TİGRİS HABER - İstanbul Cumhuriyet Başsavcılığı'nca yürütülen soruşturma kapsamında "terör örgütü üyeliği" suçlamasıyla tutuklanan ve yerine kayyım atanan Esenyurt Belediye Başkanı Ahmet Özer'in avukatları, Nöbetçi Asliye Ceza Mahkemesi'ne gönderilmek üzere tutuklama kararını veren İstanbul 7. Sulh Ceza Hakimliği'ne itiraz dilekçesi sundu. Avukatların hazırladığı 40 sayfalık dilekçeyi, Asliye Ceza Mahkemesi, üç gün içinde inceleyerek kararını verecek. Mahkemenin itirazı reddetmesi durumunda ise Özer'in avukatları bu kez üst mahkemeye itiraz dilekçesi sunacak.
İtiraz dilekçesinin sunulmasının ardından, Ahmet Özer’in kızı avukat Seraf Özer, adliye önünde basın açıklaması yaptı.
“HUKUK DEVLETİNE OLAN İNANCI YOK ETMİŞ BİR YARGILAMA SİSTEMİ”
Seraf Özer, şunları kaydetti:
''Öncelikle bu sürecin beni daha da güçlendirdiğini söylemek istiyorum. Mücadelemizden asla vazgeçmeyeceğiz. Ahmet Başkanımız gayet iyi, gayet dik ve güçlü duruyor. Biz ailecek de bu sıkıntıları aşacağız. Hep birlikte hak, hukuk, adalet diye çıktığımız bu yolda yalnız olmadığımızı biliyoruz. Ahmet Başkan'ı da ben her gün ziyarete gidiyorum ve her gün de ziyaret etmeye devam edeceğim. Kendisinin durumu gayet iyi. Bir sıkıntısı yok. Fakat tabiki bu yaşananlar bir zûl. 38 kitap yazmış, 350 üzerinde makalesi, bildirisi olan, 40 yıldır bu devlete hizmet etmiş bir akademisyeni, saygın bir bilim insanını bir şafak operasyonuyla, bir günde jet hızıyla tutuklamış olmaları sonrasında yaşananları gördüğümüzde trajikomik bir olay olduğunu görüyoruz. Bu, vatandaşların hukuk devletine inancını yok etmiş bir yargı sistemidir. Ülkenin bu durumda olması, yargının bu durumda olması umut ettiğimiz Türkiye hayalinden bizi uzaklaştırıyor. Ciddi bir algı operasyonu yapılıyor. Sorgu esnasında yöneltilen sorularda ilk önce hüküm verilmiş. İddialara karşı biz bütün somut delilleriyle açıklamalarımızı yaptık. Tamamen mesnetsiz, bırakın tutuklanmayı, isnat edilen suçun bile ne kadar haksız hukuksuz olduğunu ortaya koyuyor. 15 yıl önce konuştuğunuz birinin ailesinden birisi bir soruşturma geçirmesi sebebiyle Ahmet Başkan'ın terör örgütüyle irtibatta olduğu iddiasında bulundu. Ben Ahmet Özer'in kızıyım. Hayatımdaki en büyük onur da Ahmet Özen'in kızı olmaktır. Benim için en büyük onur da Profesör Doktor Ahmet Özer'in kızı olmaktır. Bu itham karşısında Ahmet Özer'in kızı olarak benimle irtibata geçen tüm değerli basın mensubu arkadaşlarımız da aynı şekilde yargılanabilirsiniz demektir bu. Bu, hepimizin, bu ülkede yaşayan Türkiye Cumhuriyeti vatandaşlarının hukuk devletine olan inancını yok etmiş bir yargılama sistemi.”

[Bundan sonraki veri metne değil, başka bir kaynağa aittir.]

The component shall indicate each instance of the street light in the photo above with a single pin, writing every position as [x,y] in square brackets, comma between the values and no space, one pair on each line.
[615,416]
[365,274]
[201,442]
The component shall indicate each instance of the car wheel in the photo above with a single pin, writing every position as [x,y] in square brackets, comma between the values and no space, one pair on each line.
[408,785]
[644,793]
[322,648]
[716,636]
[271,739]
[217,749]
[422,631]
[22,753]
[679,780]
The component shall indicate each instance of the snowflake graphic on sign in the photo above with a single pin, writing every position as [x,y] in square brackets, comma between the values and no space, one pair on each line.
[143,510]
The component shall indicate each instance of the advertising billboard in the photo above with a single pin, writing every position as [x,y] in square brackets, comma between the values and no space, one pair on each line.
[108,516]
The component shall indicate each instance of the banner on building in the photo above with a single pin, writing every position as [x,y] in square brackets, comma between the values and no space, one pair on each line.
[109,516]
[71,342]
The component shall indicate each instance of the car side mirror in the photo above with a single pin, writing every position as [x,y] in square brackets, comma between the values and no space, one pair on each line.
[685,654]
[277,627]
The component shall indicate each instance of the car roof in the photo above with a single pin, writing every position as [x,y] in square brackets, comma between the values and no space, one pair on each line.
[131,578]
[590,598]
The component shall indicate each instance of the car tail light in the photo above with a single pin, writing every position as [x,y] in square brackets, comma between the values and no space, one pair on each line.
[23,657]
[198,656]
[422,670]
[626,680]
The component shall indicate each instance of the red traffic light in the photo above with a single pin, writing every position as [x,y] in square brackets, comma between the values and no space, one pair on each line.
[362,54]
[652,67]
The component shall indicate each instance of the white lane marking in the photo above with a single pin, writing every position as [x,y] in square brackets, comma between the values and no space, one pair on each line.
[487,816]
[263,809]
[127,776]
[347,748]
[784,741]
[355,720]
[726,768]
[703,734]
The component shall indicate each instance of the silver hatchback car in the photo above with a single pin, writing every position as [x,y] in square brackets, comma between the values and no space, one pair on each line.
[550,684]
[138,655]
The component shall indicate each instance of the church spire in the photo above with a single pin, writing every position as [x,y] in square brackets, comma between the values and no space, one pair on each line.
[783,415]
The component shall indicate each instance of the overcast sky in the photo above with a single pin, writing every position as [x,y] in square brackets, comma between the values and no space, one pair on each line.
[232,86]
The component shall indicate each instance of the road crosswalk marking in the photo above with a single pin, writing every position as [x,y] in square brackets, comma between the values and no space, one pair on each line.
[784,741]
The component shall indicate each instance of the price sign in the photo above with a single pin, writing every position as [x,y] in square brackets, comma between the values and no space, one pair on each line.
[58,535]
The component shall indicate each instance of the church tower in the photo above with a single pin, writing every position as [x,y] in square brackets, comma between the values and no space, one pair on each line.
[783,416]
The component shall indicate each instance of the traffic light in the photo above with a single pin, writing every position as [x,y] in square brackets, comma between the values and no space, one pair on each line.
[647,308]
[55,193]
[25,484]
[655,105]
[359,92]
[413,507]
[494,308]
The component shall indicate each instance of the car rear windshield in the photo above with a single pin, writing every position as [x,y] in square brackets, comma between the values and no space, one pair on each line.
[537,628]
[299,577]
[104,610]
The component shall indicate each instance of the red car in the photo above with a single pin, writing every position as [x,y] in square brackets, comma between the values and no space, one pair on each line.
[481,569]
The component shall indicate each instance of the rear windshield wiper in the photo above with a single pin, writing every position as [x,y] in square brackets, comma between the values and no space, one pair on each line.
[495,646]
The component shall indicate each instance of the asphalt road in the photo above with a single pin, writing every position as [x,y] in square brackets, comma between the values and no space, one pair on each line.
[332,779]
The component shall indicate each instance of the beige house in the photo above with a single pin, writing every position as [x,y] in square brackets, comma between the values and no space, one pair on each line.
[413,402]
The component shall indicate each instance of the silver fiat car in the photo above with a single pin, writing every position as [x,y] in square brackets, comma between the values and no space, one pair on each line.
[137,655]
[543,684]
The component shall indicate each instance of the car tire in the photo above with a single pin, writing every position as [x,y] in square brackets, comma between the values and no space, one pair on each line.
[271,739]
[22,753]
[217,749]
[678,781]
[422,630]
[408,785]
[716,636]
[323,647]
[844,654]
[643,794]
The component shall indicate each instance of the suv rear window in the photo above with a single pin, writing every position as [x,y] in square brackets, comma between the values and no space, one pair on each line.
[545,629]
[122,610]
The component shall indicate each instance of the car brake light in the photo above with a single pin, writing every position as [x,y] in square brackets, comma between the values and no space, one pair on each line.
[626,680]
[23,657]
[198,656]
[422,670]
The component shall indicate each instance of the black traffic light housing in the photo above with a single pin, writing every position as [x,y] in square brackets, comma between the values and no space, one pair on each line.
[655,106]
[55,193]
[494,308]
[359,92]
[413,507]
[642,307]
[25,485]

"BUGÜN HİÇBİRİMİZİN HUKUK GÜVENLİĞİ YOK"
Özer, şöyle devam etti:
“Bu, bugün hiçbirimizin hukuk güvenliği olmadığının bir göstergesidir. Beni bir hukukçu olarak da gerçekten hayrete düşürdü. Ülkenin bu durumda olması, yargının bu durumda olması gerçekten Türkiye hayalinden bizi uzaklaştırır durumda. Fakat inanıyorum ki, dün Ahmet Başkan'ın hesaplarından yayınlanan mesajlarda da söylendiği üzere hak, hukuk ve adalet muhakkak bu ülkede olacak. Ben sadece bir şeyi belirtmek istiyorum... Ciddi bir algı operasyonu yapılıyor. Bu, zaten Ahmet Başkan'a sorgu esnasında yönetilen sorularda da ilk önce hüküm verilmiş. Daha sonra da yargılama yapılıyormuş gibi, kamuoyuna, sosyal medyaya, basına verilen tamamen gerçek dışı iddialarla halkın, vatandaşın kafasını bulandırılmak isteniyor. Ahmet Başkan'ın tutuklu olmasının sebebi de budur. Bir suçlu algısı yaratmaktır. Herkesten ricam şu; lütfen hepimiz bilgi sahibi olmadan bir fikir sahibiymiş gibi hareket etmeyelim. İddialara karşı biz bütün somut delilleriyle açıklamalarımızı yaptık. 140 sayfa kadar delillerimizi sunduk. Ve tamamen mesnetsiz, tek biri dahi bırakın tutuklanmayı, isnat edilen suçun bile ne kadar haksız, hukuksuz olduğunu ortaya koyuyor. Hepsi mesnetsiz iddialar. Zaten bir hukuki süreç olmadığını, yani yargı eliyle yargının bir sopa olarak kullanılarak... Ben bu haksızlığın karşısında dimdik duracağım. Herkes yanımızda. Bunu hissediyoruz. İşte bu, halkın sesi. İstedikleri kadar tek kişilik bir hücreye atsınlar. Ahmet Başkan, dimdik; dimdik olmaya da devam edeceğiz. Bu haksızlık, hukuksuzluk karşısında da asla sessiz kalmayacağız."(ANKA)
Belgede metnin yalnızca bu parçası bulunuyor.